Power Ministry to ask CERC to recommend measures to bail out power producers

11 Jun 2012 Evaluate

In its bid to help the power producing companies get their due, the Union Power Ministry is contemplating the idea to urge the Central Electricity Regulatory Commission (CERC) to recommend measures to bail out the beleaguered power producers. The move by power ministry is highly anticipated as it would be imperative in sorting out of the ongoing logjam between promoters of big power projects and the state utilities, which are their bulk consumers.

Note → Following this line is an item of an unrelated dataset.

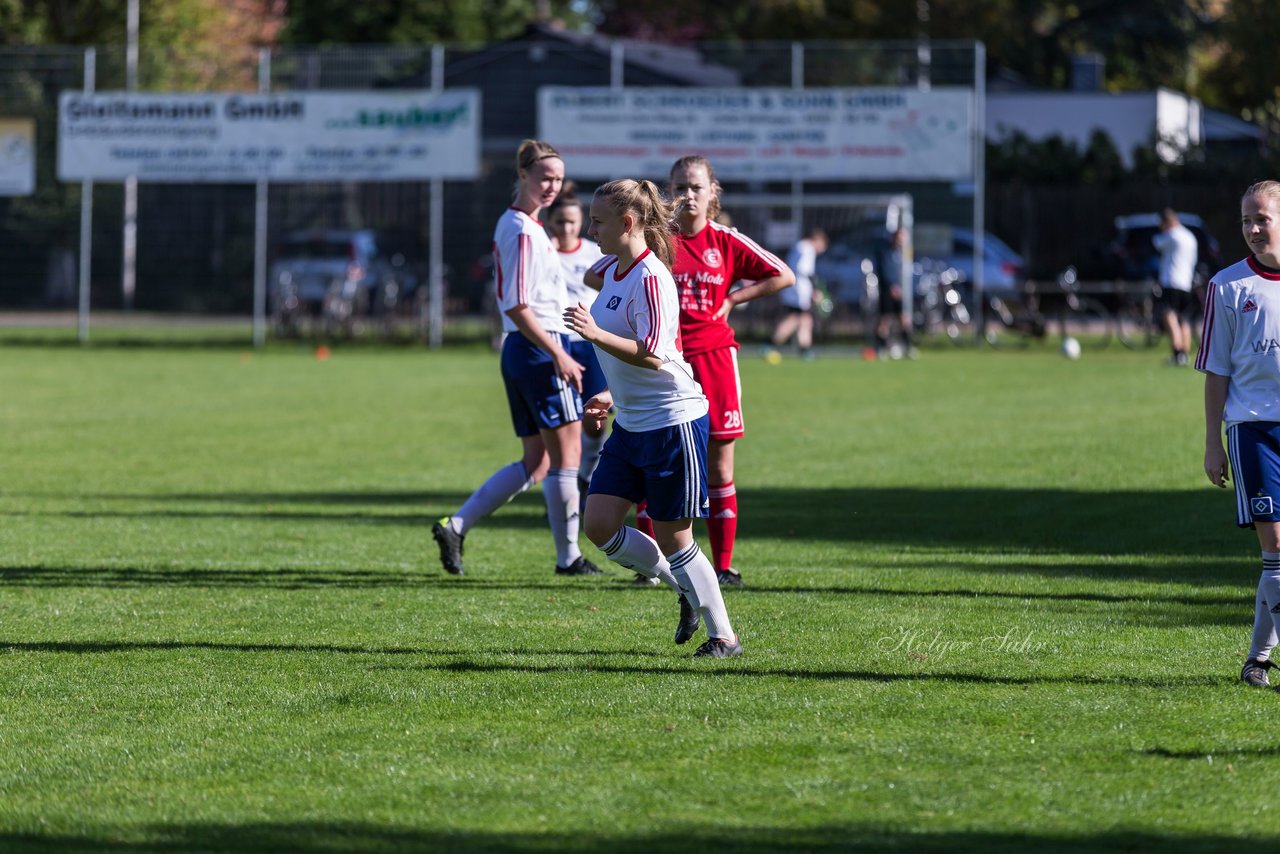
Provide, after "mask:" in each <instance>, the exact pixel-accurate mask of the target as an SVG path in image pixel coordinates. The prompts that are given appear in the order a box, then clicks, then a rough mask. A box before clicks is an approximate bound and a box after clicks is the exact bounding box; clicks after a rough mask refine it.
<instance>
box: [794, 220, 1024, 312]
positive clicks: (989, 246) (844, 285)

Various power projects that have a combined generating capacity of over 59,000 MW are likely to become non-performing assets as the power producers face the prospects of defaulting on supply contracts since they are not able to pass on the increase in fuel cost to distribution companies with whom they have signed power purchase agreements (PPA). The changes made in tax laws by source nations like Australia and Indonesia have raised fuel costs for all imported coal-fired power projects, even those that were based on supplies from captive mines in these countries, thus adversely impacting Indian power producers.

However, the power ministry’s recent plan to refer the matter to the CERC under Section 72(2) (IV) of the Electricity Act, 2003, which gives the regulator the jurisdiction to look into such contractual issues and suggest a framework, might be a silver lining among dark clouds for the power producing companies. After months of lobbying by the Association of Power Producers (APP) over the issue, power projects using imported coal could be allowed by the CERC to hike tariffs by up to Re 1 per unit to counter the effect of increase in fuel price due to additional taxes or changes in law by the governments of source nations.

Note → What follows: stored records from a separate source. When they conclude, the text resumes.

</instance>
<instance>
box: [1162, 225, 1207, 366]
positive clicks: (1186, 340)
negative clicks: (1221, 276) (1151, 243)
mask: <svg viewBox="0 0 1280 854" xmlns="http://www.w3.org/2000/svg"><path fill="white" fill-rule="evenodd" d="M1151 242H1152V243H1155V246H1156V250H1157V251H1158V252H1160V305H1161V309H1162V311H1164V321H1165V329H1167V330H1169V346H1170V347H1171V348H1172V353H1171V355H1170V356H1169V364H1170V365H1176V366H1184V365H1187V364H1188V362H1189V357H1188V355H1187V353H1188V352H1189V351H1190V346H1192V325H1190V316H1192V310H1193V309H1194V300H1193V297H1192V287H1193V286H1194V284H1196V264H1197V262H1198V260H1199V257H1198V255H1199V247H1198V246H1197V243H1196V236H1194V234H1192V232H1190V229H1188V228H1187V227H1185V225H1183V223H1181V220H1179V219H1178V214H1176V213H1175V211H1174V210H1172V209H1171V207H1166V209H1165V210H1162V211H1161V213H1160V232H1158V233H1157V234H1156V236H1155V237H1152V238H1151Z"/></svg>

The likely beneficiaries of this development would be companies like Adani Power, Reliance Infrastructure, JSW Energy and Tata Power as works on their power projects were stalled owing to rising costs. Tata Power suffered a major setback due to impairment provision for its Mundra ultra mega power project in the fourth quarter of FY12 while Reliance Power abstained from implementing Rs 17,500-crore Krishnapatnam ultra mega power project in Andhra Pradesh demanding tariff revision. Besides, Adani Power and JSW Steel too demanded increase in fuel cost following the recent change in the Indonesian and Australian coal pricing law.